While Mexico is an attractive country to develop population genetics/genomics studies, because of the characteristics of its populations, the Mexican people may become vulnerable when handling confidential genomic information. Mexico had a population of around 112.3 million inhabitants, in 2010 (Censo INEGI 2010). The country has one of the largest urban population areas in the world located in the Mexico City’s Metropolitan area (around 20.1 million inhabitants), followed by two other large urban areas in the west (Guadalajara) and northeast (Monterrey), also highly populated (4.4 and 4.0 million inhabitants in 2010, respectively). In terms of ethnicity, most of Mexico’s population is mestizo (interethnic mixture of Native Americans and Spaniards, with a small contribution from Africans). Mexico also has the largest population of indigenous language speakers in the Americas, with 6.9 million people, in 2010, belonging to around 62 language communities distributed along its territory (Instituto Nacional de Estadística y Geografía 2010). It is also crucial to consider the literacy and education level of the Mexican population for devising general estimations on the grade of public awareness regarding the Human Genome Project and the personal right to protect privacy of their genetic information. The National Census of 2010 shows that 4.8 % of the people above the age of 15 years are illiterate and the average schooling years is 8.6 years (the educational system contemplates 2 and 6 years of preschool and elementary school, respectively) (Censo INEGI 2010). A report by Rodríguez-Yunta et al. (2005) regarding attitudes towards genomics in Mexico and other three Latin American countries shows that 29 % of lawyers, 12 % of scientists, 3 % of students and 1 % lay civilians expressed their concerns about privacy in genomic research. That report suggests that half of attorneys are more concerned about the legal issue of lack of confidentiality of genetic information than lay civilians who remain unaware of this legal weakness. In addition, the report shows that 14, 3, 9 and 11 % of the same groups, respectively, expressed a feeling of lack of information regarding the topic of genomics. These facts indicate that citizens are vulnerable to lack of genomic confidentiality and that effective educational efforts must be accomplished to inform the Latin American public.

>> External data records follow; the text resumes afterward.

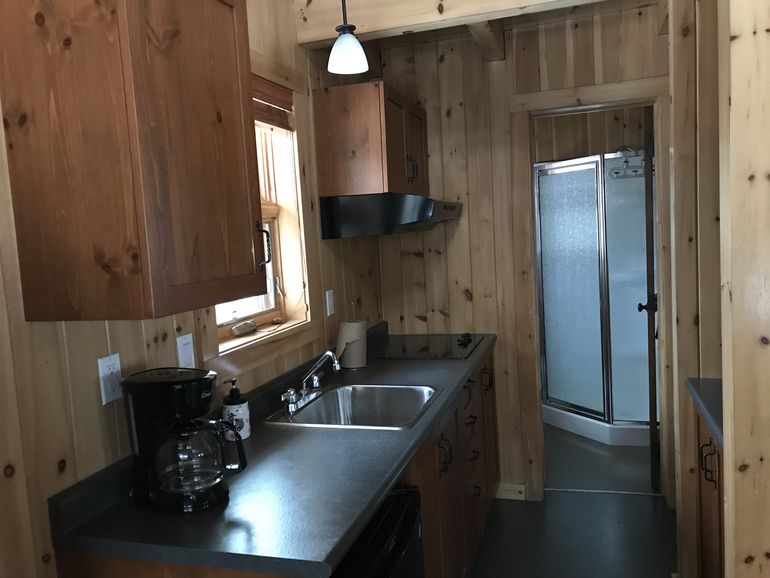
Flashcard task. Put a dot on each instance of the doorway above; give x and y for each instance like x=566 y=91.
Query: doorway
x=595 y=255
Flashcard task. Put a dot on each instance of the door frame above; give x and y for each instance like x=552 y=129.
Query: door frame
x=528 y=335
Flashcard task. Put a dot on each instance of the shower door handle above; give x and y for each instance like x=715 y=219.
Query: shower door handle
x=651 y=306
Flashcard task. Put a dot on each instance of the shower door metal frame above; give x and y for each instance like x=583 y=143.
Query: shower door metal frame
x=595 y=162
x=555 y=167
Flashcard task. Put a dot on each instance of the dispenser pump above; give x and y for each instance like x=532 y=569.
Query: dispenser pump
x=236 y=410
x=234 y=397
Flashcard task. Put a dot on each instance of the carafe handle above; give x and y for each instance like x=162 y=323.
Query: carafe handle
x=220 y=426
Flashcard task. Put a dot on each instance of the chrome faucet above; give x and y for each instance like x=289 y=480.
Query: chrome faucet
x=297 y=400
x=312 y=374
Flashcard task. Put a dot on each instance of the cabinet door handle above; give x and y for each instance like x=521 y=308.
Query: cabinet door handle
x=447 y=457
x=449 y=448
x=708 y=472
x=702 y=456
x=269 y=244
x=489 y=381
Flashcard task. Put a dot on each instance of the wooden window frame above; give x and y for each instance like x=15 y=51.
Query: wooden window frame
x=271 y=106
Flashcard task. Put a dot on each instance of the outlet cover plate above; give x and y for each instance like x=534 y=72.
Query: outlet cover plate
x=110 y=376
x=329 y=302
x=185 y=351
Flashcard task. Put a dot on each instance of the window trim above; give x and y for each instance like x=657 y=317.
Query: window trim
x=270 y=102
x=265 y=318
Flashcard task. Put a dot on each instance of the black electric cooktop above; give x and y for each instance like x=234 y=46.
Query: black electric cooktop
x=430 y=346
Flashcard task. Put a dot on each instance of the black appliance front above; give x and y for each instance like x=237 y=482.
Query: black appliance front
x=179 y=462
x=391 y=545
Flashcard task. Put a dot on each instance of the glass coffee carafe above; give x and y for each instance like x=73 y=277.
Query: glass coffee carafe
x=190 y=464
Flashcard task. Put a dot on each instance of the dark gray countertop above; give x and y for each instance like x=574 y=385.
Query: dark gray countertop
x=303 y=499
x=707 y=394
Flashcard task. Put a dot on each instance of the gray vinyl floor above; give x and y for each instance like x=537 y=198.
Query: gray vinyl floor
x=579 y=535
x=591 y=523
x=576 y=463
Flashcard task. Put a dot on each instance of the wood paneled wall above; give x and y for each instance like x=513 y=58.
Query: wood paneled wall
x=744 y=110
x=695 y=236
x=600 y=44
x=577 y=135
x=478 y=273
x=54 y=429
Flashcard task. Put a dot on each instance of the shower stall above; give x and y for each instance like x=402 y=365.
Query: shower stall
x=595 y=257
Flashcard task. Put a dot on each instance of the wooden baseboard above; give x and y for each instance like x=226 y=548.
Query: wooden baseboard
x=507 y=491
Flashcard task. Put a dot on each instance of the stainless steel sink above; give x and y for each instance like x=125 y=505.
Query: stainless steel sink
x=364 y=406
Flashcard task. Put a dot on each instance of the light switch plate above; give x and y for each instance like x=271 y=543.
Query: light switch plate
x=329 y=302
x=185 y=351
x=110 y=376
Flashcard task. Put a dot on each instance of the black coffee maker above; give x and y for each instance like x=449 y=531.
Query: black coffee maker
x=179 y=457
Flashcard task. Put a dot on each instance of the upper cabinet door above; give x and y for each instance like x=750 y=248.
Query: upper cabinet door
x=349 y=139
x=369 y=139
x=66 y=137
x=189 y=82
x=395 y=138
x=416 y=152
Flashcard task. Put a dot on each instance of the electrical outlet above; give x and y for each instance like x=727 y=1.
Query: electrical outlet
x=110 y=376
x=185 y=352
x=329 y=302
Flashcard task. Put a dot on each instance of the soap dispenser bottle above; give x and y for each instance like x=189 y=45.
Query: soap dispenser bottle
x=236 y=411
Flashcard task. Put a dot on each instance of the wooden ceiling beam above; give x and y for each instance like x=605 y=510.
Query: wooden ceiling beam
x=490 y=37
x=317 y=19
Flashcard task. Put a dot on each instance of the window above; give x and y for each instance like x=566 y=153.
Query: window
x=285 y=302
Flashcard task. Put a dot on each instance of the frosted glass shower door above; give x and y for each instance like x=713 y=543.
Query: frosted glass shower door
x=569 y=239
x=624 y=186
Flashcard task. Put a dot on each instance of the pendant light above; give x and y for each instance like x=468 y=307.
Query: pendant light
x=347 y=55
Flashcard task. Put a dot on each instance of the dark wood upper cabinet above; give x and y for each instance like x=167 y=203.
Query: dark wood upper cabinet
x=369 y=139
x=132 y=156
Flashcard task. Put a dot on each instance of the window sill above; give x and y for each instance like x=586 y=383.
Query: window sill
x=263 y=335
x=242 y=354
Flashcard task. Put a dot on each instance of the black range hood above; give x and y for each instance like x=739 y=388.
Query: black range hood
x=349 y=216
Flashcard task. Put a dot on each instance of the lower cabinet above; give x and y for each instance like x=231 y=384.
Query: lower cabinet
x=710 y=494
x=457 y=473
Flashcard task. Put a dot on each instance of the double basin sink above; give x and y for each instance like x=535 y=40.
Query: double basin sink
x=364 y=406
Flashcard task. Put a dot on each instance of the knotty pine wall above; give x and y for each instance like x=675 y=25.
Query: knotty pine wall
x=53 y=429
x=570 y=136
x=477 y=274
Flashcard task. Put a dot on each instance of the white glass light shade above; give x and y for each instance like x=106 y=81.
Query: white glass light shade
x=347 y=56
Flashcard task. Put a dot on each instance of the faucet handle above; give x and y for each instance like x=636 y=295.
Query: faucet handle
x=290 y=396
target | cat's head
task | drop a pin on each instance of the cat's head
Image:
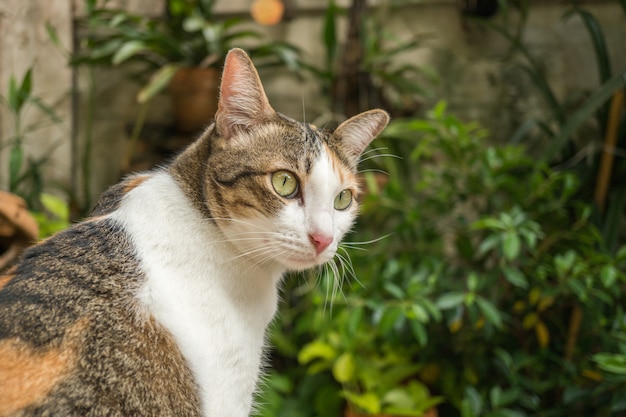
(281, 191)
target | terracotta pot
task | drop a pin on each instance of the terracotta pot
(18, 229)
(194, 93)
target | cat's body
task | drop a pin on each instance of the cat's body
(157, 305)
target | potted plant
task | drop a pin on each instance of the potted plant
(183, 50)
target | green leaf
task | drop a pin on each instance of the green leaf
(608, 276)
(599, 43)
(488, 223)
(614, 363)
(511, 245)
(599, 97)
(368, 402)
(343, 368)
(419, 331)
(450, 300)
(157, 83)
(515, 277)
(419, 313)
(56, 206)
(329, 33)
(316, 350)
(390, 318)
(127, 51)
(489, 310)
(355, 317)
(394, 290)
(15, 167)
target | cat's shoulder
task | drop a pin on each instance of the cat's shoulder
(110, 200)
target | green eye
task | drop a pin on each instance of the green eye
(343, 200)
(285, 183)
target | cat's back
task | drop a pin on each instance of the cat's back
(73, 338)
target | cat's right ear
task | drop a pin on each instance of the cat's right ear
(242, 104)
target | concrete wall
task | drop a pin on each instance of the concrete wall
(473, 75)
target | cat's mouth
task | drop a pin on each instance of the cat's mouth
(303, 262)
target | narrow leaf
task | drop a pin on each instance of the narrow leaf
(157, 83)
(127, 51)
(591, 105)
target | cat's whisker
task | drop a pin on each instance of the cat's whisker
(366, 242)
(382, 155)
(379, 171)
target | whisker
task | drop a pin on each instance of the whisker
(384, 155)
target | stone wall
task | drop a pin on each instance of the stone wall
(472, 74)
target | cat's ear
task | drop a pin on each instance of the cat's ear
(242, 103)
(357, 132)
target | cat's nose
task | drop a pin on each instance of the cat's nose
(320, 241)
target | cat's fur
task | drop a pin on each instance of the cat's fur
(157, 305)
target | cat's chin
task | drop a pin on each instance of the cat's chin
(304, 263)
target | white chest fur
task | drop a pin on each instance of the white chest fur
(216, 305)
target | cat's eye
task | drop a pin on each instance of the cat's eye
(343, 200)
(285, 183)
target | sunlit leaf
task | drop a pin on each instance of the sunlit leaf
(344, 367)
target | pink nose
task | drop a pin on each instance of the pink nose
(320, 241)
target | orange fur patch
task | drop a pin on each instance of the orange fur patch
(8, 276)
(28, 375)
(135, 182)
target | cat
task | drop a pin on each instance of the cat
(157, 304)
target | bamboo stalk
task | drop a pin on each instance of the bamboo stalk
(601, 190)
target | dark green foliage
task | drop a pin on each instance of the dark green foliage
(189, 36)
(24, 173)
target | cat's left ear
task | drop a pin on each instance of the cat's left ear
(357, 132)
(242, 104)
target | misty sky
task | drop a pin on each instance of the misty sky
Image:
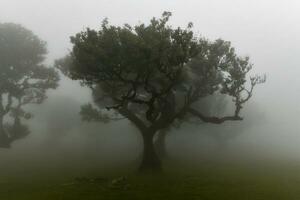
(266, 30)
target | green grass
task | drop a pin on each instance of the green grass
(214, 181)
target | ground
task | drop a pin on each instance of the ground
(214, 181)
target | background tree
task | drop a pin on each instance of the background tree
(155, 75)
(23, 79)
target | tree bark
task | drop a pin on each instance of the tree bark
(4, 140)
(150, 161)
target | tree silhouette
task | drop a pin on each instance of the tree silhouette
(23, 79)
(154, 76)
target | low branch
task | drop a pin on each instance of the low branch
(213, 120)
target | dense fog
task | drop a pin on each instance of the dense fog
(267, 31)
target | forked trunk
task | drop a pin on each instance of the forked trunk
(150, 160)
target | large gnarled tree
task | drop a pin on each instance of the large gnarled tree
(155, 75)
(23, 79)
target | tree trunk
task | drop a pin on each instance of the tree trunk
(4, 140)
(150, 161)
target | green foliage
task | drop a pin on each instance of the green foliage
(154, 74)
(23, 77)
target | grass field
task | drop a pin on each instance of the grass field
(214, 181)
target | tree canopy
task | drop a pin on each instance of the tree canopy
(155, 75)
(24, 79)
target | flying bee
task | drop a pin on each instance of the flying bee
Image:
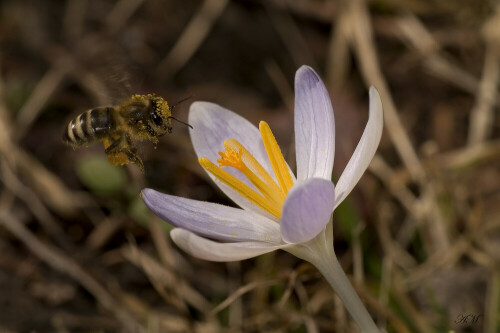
(140, 118)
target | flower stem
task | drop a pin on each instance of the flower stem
(334, 274)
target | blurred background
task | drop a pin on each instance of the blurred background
(419, 236)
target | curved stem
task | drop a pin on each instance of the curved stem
(319, 252)
(334, 274)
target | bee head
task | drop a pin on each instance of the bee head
(160, 116)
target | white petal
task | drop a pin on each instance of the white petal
(314, 126)
(365, 150)
(209, 250)
(212, 124)
(212, 220)
(307, 210)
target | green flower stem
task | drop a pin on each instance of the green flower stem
(319, 252)
(334, 274)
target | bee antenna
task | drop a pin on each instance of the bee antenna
(179, 102)
(179, 121)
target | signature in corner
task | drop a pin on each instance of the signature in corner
(468, 319)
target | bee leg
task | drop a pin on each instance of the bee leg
(113, 146)
(132, 153)
(126, 147)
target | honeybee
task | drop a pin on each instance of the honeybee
(140, 118)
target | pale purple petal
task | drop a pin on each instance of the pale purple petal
(307, 210)
(212, 220)
(314, 126)
(365, 150)
(212, 124)
(210, 250)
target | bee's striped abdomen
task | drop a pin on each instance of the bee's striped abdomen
(89, 126)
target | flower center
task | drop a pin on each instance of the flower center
(270, 195)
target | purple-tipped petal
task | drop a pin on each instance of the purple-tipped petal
(314, 126)
(365, 150)
(212, 220)
(307, 210)
(212, 124)
(209, 250)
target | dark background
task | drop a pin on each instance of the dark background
(419, 235)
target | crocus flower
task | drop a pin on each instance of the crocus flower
(277, 210)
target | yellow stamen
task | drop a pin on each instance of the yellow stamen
(276, 157)
(272, 195)
(231, 158)
(240, 187)
(255, 167)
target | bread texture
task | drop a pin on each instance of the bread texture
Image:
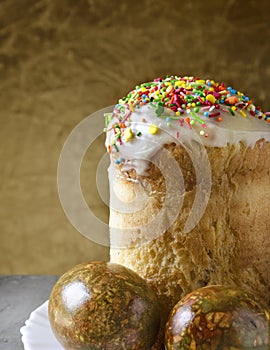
(229, 245)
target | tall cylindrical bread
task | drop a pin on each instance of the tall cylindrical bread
(190, 187)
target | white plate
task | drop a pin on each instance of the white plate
(37, 333)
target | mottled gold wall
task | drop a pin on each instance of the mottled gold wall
(61, 60)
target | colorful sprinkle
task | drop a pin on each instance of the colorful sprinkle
(128, 134)
(189, 98)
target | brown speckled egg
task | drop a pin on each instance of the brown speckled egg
(217, 318)
(100, 305)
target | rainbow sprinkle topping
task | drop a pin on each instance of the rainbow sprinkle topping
(186, 97)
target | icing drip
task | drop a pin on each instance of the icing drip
(179, 110)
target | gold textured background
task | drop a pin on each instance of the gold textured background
(61, 60)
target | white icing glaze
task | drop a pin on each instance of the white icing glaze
(140, 149)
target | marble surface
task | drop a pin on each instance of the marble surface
(62, 60)
(20, 295)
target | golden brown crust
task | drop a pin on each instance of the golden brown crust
(231, 242)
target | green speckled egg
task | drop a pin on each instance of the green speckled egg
(218, 318)
(100, 305)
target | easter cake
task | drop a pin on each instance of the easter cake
(189, 187)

In Mexico, as with other emerging economies, the most prevalent diseases and causes of death are similar to those of the developed countries. Maternal/child illnesses and contagious diseases have been largely controlled and are being surpassed by chronic degenerative diseases (i.e. cardiovascular diseases, cancer and diabetes mellitus) as the main public health burdens for the population (Dirección General de Información en Salud 2015).

The Genomic Sovereignty Act

International collaborative studies on genomics in Mexican populations are regulated by the Title 5th Bis (Articles 103 Bis) of the General Health Act enacted on November 16, 2011 (Ley General de Salud, Mexico, updated 2015a) (Table 1). These amendments are known as the Genomic Sovereignty Act. This law establishes that (1) the human genome is both individual and human heritage; (2) personal discrimination based on genetic information is not permitted; (3) participants have the right to safeguard their right to be informed of the results and consequences of a genetic study; (4) genetic information must be preserved in a confidential manner; (5) human genome research and developments must be regulated to assure that the medical and economic benefits derived from this knowledge warrant health protection and respect the human rights, the freedom and the dignity of the individual; and (6) research on human genomics remain under a federal regulatory framework to protect the genomic patrimony. Possibly, the last article of this Act was enacted to protect the Mexican’s human genome from neo-colonialist adventures (biopiracy), as referred by some scholars (Benjamin 2009; Schwartz-Marín and Arellano-Méndez 2012; Schwartz-Marín and Restrepo 2013; Siqueiros-García et al. 2013).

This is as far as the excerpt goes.